I visited Marrakesh in 2009 and again in 2016; these photos are a mix of those taken on both visits

22 Comments

  • starship VT

    Sarah, with your words you have summoned up some of my most vivid and wonderful memories of Marrakesh and Djemaa el-Fnaa and transported me back to that magical place!! Your photos have the same effect! Just seeing the Gnawa musician with his krakebs (or Qraqeb Castanets) in your photo brings back incredibly strong memories of how mesmerizing I found that music and it will always remind me of Morocco!

  • Prior...

    This was an informative post and so nice to learn about this culture. My favorite photo is the three shoppers at the dried fruit stalls – and then the way you noted the pryer amidst the secular activities really connected to the layers in so many ways.
    wishing you a great week (and I came here from the Sunday stills challenge and nice way to lead into #Ligth up Night)
    🙂
    ~Yvette

  • Rose

    Your images and descriptions are so vivid. This is an area I’m unfamiliar with, yet I can almost ‘smell’ the barbecues, and ‘feel’ immersed in the action.

  • CliffClaven

    You keep posting about places that trigger so many memories! Nowadays there is a speedy motorway linking Casablanca and Marrakech, but when I worked in Casablanca nearly 50 years ago I regularly drove my Little Red Car along the meandering two-lane highway across the scrubby landscape, weaving past lumbering trucks, on the four-hour drive to Marrakech. I remember eating spicy merguez sausages at 2 a.m. on the square when the temperature was below zero, I remember a crazy evening in a dodgy bar just off the square, I remember sitting on the rooftop terrace of a cafe overlooking the square. Ten years ago a similar cafe – perhaps even the same one – was the target of a deadly terrorist bomb.

    • Sarah Wilkie

      I’m happy to have triggered so many interesting memories for you to share Michael – and of course there would have to be a bar among them! I remember that cafe, as we ate there on our first visit in 2009. They were really lovely people.

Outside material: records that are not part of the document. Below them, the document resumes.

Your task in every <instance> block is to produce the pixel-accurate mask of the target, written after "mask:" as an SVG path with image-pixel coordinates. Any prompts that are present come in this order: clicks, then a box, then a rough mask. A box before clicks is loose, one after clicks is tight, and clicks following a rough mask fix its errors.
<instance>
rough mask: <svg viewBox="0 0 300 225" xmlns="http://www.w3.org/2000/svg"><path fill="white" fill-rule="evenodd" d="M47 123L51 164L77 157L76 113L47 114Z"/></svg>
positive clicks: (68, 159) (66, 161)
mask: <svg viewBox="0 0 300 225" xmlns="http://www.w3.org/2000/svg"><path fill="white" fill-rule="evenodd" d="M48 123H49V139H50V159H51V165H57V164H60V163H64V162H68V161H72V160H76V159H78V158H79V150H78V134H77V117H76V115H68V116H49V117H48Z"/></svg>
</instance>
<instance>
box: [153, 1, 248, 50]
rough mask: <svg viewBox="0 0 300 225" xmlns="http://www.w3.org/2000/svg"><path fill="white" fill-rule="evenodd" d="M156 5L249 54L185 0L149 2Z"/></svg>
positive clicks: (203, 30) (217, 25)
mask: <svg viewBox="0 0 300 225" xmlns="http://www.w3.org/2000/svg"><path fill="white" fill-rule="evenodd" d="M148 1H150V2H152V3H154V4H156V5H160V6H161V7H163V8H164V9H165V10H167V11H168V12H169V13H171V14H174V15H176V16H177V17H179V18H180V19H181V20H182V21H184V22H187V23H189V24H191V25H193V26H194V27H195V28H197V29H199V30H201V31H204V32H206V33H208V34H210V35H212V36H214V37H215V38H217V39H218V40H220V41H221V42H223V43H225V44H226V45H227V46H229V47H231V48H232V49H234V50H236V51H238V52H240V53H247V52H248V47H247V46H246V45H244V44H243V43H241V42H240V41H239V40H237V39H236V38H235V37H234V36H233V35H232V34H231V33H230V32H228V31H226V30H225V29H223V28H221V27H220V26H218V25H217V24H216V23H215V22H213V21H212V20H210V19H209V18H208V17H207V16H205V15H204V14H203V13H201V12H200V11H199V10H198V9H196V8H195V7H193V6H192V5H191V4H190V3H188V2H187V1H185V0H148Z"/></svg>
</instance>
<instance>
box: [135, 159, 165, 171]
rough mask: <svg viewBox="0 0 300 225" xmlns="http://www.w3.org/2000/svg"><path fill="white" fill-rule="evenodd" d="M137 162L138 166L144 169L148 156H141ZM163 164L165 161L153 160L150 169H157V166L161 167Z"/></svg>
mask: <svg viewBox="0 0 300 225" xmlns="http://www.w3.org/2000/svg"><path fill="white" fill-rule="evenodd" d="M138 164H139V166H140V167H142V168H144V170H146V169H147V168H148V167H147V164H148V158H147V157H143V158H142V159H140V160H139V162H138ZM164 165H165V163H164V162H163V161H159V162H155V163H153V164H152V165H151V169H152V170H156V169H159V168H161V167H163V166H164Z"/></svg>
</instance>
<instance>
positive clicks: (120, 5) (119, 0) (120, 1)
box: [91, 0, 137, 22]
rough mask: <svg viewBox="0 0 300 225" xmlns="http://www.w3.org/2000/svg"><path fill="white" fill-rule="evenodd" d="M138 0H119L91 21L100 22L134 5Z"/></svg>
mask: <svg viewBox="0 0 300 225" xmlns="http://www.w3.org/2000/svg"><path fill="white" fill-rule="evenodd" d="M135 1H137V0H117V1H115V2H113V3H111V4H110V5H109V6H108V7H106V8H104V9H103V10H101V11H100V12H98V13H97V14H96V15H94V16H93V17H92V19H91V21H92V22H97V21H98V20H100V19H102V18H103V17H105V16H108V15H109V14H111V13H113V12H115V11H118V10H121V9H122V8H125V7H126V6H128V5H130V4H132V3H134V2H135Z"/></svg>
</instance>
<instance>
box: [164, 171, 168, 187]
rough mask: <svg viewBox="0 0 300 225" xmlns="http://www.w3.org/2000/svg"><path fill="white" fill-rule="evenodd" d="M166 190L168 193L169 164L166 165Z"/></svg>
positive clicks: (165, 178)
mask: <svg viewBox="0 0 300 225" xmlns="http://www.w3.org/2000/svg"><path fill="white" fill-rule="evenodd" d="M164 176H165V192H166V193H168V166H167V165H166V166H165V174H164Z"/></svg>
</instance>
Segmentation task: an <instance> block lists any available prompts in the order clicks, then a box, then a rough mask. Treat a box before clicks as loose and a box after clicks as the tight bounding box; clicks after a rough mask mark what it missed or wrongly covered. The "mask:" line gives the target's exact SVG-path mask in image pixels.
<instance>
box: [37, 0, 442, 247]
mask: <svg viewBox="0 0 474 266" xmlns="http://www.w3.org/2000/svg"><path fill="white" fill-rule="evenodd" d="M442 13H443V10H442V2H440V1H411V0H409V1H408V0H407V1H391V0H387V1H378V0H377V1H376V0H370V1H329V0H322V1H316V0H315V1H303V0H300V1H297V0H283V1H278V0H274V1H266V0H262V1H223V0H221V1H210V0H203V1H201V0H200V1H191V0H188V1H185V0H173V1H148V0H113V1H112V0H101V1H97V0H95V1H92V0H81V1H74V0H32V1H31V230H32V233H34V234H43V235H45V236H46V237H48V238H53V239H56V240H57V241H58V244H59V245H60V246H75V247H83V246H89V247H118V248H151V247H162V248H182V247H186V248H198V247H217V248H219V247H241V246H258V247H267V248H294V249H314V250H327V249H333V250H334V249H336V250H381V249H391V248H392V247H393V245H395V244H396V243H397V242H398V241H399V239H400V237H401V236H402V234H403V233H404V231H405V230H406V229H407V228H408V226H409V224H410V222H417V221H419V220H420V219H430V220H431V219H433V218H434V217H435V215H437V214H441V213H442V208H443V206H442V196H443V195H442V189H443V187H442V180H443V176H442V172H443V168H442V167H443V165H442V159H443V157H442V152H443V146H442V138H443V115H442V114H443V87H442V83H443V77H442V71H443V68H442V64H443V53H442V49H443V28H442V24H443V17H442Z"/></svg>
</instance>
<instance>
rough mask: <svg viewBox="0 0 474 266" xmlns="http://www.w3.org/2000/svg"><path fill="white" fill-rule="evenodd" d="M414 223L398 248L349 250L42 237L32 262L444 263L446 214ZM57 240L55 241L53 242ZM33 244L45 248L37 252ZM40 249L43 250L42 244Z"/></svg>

I was on crutches after breaking my foot and they usually only served full meals upstairs, the ground floor was more of a coffee shop. But when the stairs seemed too daunting for me they offered to serve their full menu to us down on the terrace and even brought complimentary little sweet treats from the bakery counter to have with our coffee after it 🙂 I really felt for them when I heard about the bomb.

  • Oh, the Places We See

    Thanks for bringing back fond memories of a very interesting place. We weren’t brave enough to stay after dark, but in our brief time there, we were fascinated by food, dancers, music, and animals! What a remarkable place in the world.

    • Sarah Wilkie

      Thank you, I’m happy to have brought back those fond memories for you. It’s a shame though that you didn’t get to experience it after dark. Do try to do so if ever you go back to Marrakesh – it really isn’t scary and is no less safe than the daytime as long as you keep your wits about you. I never felt threatened – hassled a bit, yes, but never threatened 🙂

  • thehungrytravellers.blog

    Sarah you’ve captured one of our favourite places really well. That unique, buzzing atmosphere as you walk into the square at night is wonderfully stimulating. In fact we’d go so far as to say, you never forget the feeling of that moment – your first time entering the square at night. Love the place, love the experience. Although we resisted the temptation to buy any second hand teeth…..

    • Sarah Wilkie

      Thank you 😊 I’m really pleased you feel I’ve done it justice. I’ve rarely been anywhere where the air has felt so electric, except perhaps a big football stadium before an important match!! And yes, entering at night, seeing the smoke hanging in the air even from a distance, smelling the meat grilling … It’s like nowhere else 😀

  • Terri Webster Schrandt

    How amazing to see the Marrakesh market place in all its splendor, Sarah! As you describe, daytime is a performance, but night is a “spectacle!” You captured the frenetic pace and colors of the markets! I bet it was a noisy place too! I think it’s perfect for this theme for Sunday Stills. I wish you a wonderful Christmas and a fabulous (but safe) start to 2022!